Attack of the Splogs—One Of Our Posts Copied 152 Times Without Attribution
Erick Schonfeld
110 comments »
Here at TechCrunch, there is nothing we love more than when one of our posts gets linked to and talked about. And like the majority of other blogs out there, we try to be good citizens by linking back to any source from which we excerpt. But there is a growing minority of spam blogs, or splogs, that indiscriminately take entire posts from other blogs and present them as their own.
For example, here is a screen shot from one random splog that just reposts TechCrunch’s entire feed with no links back to TechCrunch or even acknowledgement of the source:
Just for the record, taking any blog’s entire feed and republishing it as your own content is not okay. Notice that the only difference between this splog and TechCrunch is all the Google ads splattered everywhere.
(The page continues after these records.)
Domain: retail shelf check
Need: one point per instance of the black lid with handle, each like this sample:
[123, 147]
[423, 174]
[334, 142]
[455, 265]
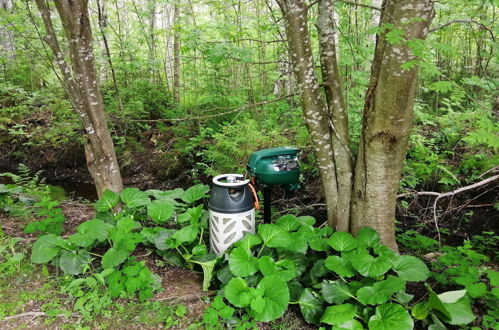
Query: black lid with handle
[230, 194]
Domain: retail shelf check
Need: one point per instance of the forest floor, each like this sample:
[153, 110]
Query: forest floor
[33, 298]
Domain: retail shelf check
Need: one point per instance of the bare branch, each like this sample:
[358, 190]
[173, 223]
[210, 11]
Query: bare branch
[453, 192]
[360, 4]
[448, 194]
[217, 114]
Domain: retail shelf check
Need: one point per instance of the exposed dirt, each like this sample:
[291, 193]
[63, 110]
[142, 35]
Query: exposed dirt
[180, 286]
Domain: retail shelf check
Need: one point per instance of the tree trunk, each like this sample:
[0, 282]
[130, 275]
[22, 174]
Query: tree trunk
[176, 53]
[387, 118]
[151, 5]
[81, 82]
[313, 106]
[337, 116]
[6, 40]
[387, 113]
[102, 13]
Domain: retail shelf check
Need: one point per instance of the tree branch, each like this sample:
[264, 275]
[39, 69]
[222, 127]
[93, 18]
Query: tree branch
[32, 314]
[360, 4]
[469, 21]
[217, 114]
[448, 194]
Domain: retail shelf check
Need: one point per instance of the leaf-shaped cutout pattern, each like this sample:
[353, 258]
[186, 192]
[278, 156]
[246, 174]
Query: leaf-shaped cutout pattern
[214, 247]
[229, 238]
[229, 227]
[214, 236]
[213, 226]
[246, 224]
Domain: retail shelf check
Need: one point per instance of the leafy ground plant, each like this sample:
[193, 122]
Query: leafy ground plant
[334, 278]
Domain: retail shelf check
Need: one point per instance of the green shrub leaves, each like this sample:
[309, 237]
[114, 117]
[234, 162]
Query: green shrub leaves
[108, 200]
[391, 316]
[410, 268]
[335, 278]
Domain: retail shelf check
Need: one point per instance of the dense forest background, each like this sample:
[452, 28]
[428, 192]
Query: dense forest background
[192, 87]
We are not alone in this. Any blog that produces fresh content on a daily basis is an easy target. Google makes it economical to create such splogs through AdSense and then rewards them with traffic through its search engine. Google (and the other search engines) need to stop rewarding such behavior.
We knew the splog problem was bad, but we didn’t know how bad until earlier this week, when I did a post about Attributor (a new startup that can track who is copying your stuff all across the Web). I noted that Attributor found one TechCrunch post that had been copied in one way or another 572 times (not all of them bad).
Attributor catches all matches of blocks of text, so I asked them to break that number down. First, they threw out anything that was less than a five percent match, which left us with 467 matches. Of those 315, or two thirds, linked back to the original post. So that is the good news. It appears that most bloggers are good citizens. But 152 of them, or fully one third, did not link back. And of those, 115—or 25 percent of the original—were plastered with ads, making money off our work without so much as a link.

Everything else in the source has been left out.